Embora ele vivesse numa época decadente onde a esperança agonizava,
isto não queria dizer que ele estivesse totalmente morto em vida. Por
esses tristes tempos, onde nada consolava, lia-se nos olhos de boa parte das
pessoas um horror calado pelos sonhos mortos, numa tristeza funérea de
dar dó. Ainda assim, ele, o grande solitário do nada, ainda sonhava,
mesmo naquele quarto mofado de janelas quase sempre fechadas e ar viciado, onde
vivia com sua eterna noiva, a senhorita solidão. Os poucos amigos leais
e confiáveis que o visitavam raramente eram apenas os percevejos, as
baratas e os vultos espectrais de eras remotas, sombras ancestrais perdidas
nas brumas sombrias do tempo, tentando comunicar-lhe doutrinas que o tempo esqueceu.
Seus sonhos eram tristes e estranhos como fragmentos sombrios tecidos pela
memória num mosaico de horror e estupefação diante do absurdo
da condição humana. Seus sonhos eram migalhas sobradas de aventuras
em mundos mais reais que a realidade nojenta em que ele e todos nós vegetamos
como flores mortas no húmus da Terra.
Ele era um estranho vivendo de um modo estranho, ao lado de gente muita estranha
, num mundo muito estranho. E quando ele viajava pelos vastos e infinitos mundos
de seus sonhos mais insanos, vestia a pele de um anjo caído, um anjo
sem asas. E sonhava, sonhava dentro de um sonho que talvez fosse mais real do
que a realidade mundana. Sonhava com o retorno deles, dos Antigos...
Quantos vezes, nas tardes de solidão enlouquecedora, ele ouvira em êxtase
supremo a música fantástica de Wagner, especialmente embevecido
por sua majestosa e esotérica "A Cavalgada das Valquírias"?...

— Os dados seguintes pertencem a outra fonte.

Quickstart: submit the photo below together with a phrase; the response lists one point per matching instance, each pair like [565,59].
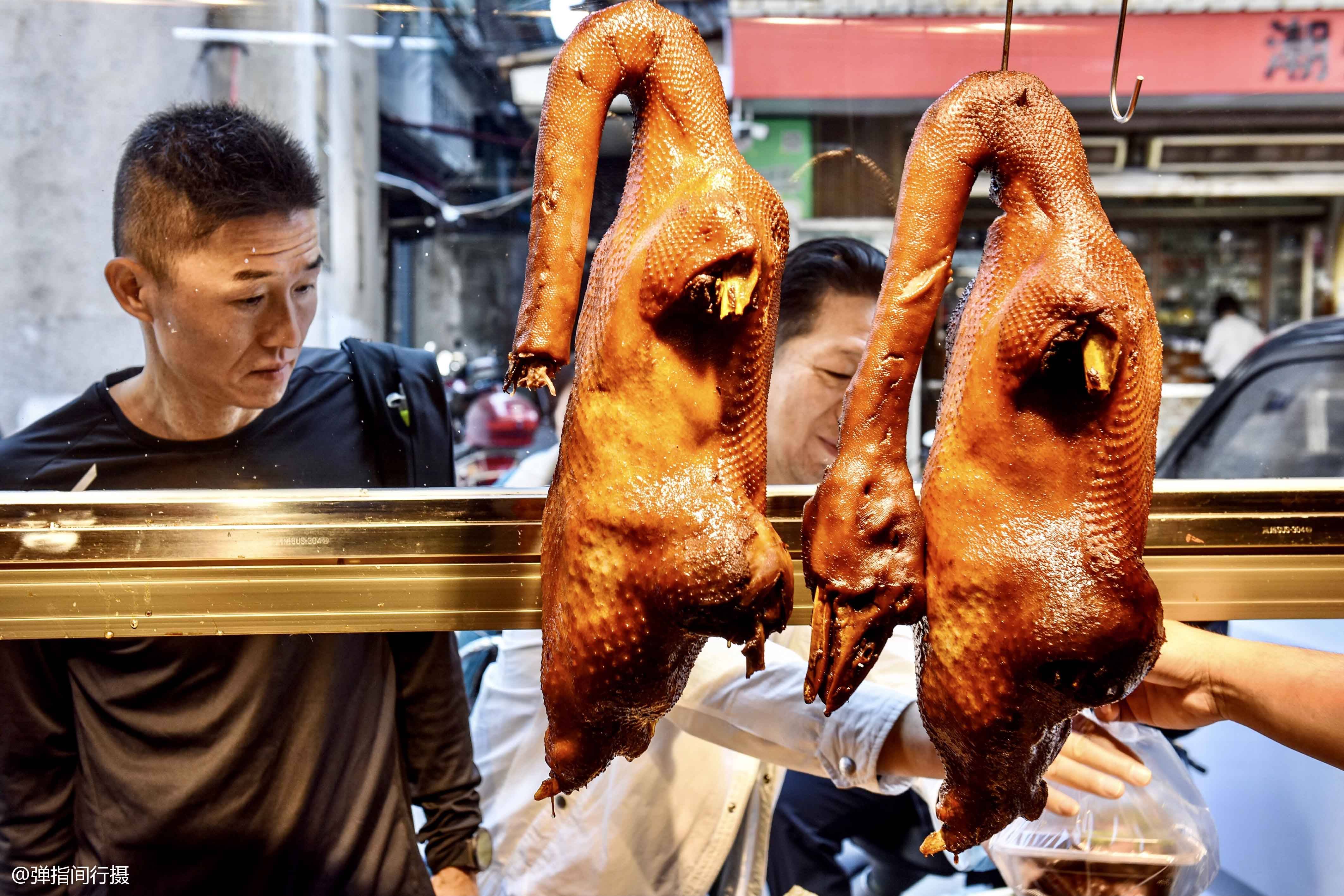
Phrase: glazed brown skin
[1037,494]
[654,537]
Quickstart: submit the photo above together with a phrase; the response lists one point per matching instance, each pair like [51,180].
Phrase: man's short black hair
[191,168]
[833,264]
[1226,304]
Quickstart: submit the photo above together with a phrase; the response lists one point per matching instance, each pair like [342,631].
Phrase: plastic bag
[1154,841]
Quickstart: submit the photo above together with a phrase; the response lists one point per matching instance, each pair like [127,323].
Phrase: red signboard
[1244,53]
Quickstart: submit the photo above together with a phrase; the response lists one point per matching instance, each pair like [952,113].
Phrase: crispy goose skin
[1037,494]
[654,535]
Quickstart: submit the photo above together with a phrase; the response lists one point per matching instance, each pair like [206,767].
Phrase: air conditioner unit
[1212,154]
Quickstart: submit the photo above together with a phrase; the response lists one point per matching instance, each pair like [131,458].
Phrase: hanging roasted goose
[654,537]
[1037,492]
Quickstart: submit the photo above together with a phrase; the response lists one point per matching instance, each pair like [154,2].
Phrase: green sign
[783,159]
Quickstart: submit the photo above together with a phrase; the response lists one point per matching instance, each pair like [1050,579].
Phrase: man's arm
[437,741]
[37,762]
[1291,695]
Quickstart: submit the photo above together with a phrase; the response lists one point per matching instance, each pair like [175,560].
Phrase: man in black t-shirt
[252,764]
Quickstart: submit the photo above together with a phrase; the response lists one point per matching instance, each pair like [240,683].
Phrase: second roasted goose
[1037,492]
[654,537]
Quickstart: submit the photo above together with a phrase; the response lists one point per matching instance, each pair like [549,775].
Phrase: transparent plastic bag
[1154,841]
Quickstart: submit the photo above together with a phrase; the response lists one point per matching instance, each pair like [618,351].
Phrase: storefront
[424,123]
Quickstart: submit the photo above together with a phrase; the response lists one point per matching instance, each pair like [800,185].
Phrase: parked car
[1279,414]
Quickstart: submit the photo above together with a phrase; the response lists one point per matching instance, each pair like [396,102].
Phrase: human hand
[455,882]
[1181,692]
[1095,762]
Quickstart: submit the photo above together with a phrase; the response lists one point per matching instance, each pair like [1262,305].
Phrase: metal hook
[1115,68]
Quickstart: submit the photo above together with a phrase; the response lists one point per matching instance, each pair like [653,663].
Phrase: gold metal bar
[159,564]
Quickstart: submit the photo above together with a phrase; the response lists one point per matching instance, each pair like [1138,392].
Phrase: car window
[1287,422]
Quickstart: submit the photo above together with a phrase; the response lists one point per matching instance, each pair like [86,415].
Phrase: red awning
[1245,53]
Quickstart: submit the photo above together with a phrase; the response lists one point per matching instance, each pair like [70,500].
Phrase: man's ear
[132,284]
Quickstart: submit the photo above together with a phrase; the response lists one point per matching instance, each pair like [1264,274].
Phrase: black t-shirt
[312,438]
[229,765]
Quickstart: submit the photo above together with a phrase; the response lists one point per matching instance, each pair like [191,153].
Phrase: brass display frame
[241,562]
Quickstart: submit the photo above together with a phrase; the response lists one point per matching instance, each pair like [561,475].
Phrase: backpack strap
[405,413]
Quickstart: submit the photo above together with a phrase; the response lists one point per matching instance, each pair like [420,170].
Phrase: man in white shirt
[694,812]
[1230,339]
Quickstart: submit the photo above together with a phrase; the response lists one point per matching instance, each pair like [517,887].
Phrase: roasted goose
[1037,494]
[654,537]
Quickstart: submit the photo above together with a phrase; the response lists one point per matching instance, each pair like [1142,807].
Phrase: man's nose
[281,328]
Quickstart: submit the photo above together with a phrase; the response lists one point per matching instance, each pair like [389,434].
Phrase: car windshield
[1286,422]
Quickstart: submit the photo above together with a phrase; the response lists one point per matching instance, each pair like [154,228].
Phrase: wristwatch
[473,854]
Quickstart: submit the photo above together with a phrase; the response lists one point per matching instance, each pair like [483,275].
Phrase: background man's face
[234,318]
[807,389]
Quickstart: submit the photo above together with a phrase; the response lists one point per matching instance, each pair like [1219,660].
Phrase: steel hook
[1115,68]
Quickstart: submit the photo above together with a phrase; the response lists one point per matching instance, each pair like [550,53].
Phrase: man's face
[807,387]
[234,318]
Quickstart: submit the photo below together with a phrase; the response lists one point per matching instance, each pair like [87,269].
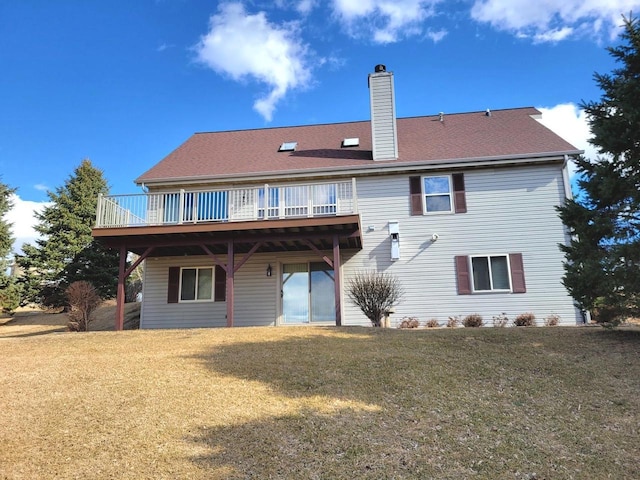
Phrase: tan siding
[509,211]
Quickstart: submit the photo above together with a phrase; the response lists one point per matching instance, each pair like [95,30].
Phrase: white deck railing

Quantas vezes ele lera Nietzsche até quase morrer diante do trono da
loucura?...Quantas e quantas vezes ele bebeu na fonte de poetas antigos e loucos
como ele próprio?...
Seus deuses diferiam dos deuses dos seus contemporâneos. Seus deuses
eram antigos, de prístinas eras; sim, e esses deuses também foram
adorados por outros na aurora do mundo, em templos de sombras, no fundo do mar
ou no centro da terra, em rituais de mistérios inimagináveis,
quando então a vida era mais interessante que hoje, quando o aço
da espada solucionava todos os litígios e conflitos humanos, quando a
magia era um dom natural, e a lei, era a lei do mais forte, sem as covardias
e as imundícies dos dias atuais. E tais deuses, na verdade, eram deuses
das sombras do invisível ou provenientes das tumbas mofadas do abismo
do caos entre as dimensões superiores da natureza. Mas esses deuses desconhecidos
não eram tão medíocres quanto os demônios modernos,
do alvorecer das civilizações. Antes do animal estúpido
que hoje chamam homem perambular pela face da Terra, havia uma outra humanidade
numa era dourada. Na Lemúria, nas cidades e templos magníficos
naquela Era de Ouro, havia uma civilização de homens-deuses. Tais
deuses, numa guerra titânica, desceram aos abismos, e então se
tornaram deuses negros e sinistros, mas não como divindades torpes, como
os deuses do bem e do mal dos homens atuais, para quem só se pode sentir
desprezo e ojeriza, tampouco eram deuses obsoletos e sem nenhum valor poético.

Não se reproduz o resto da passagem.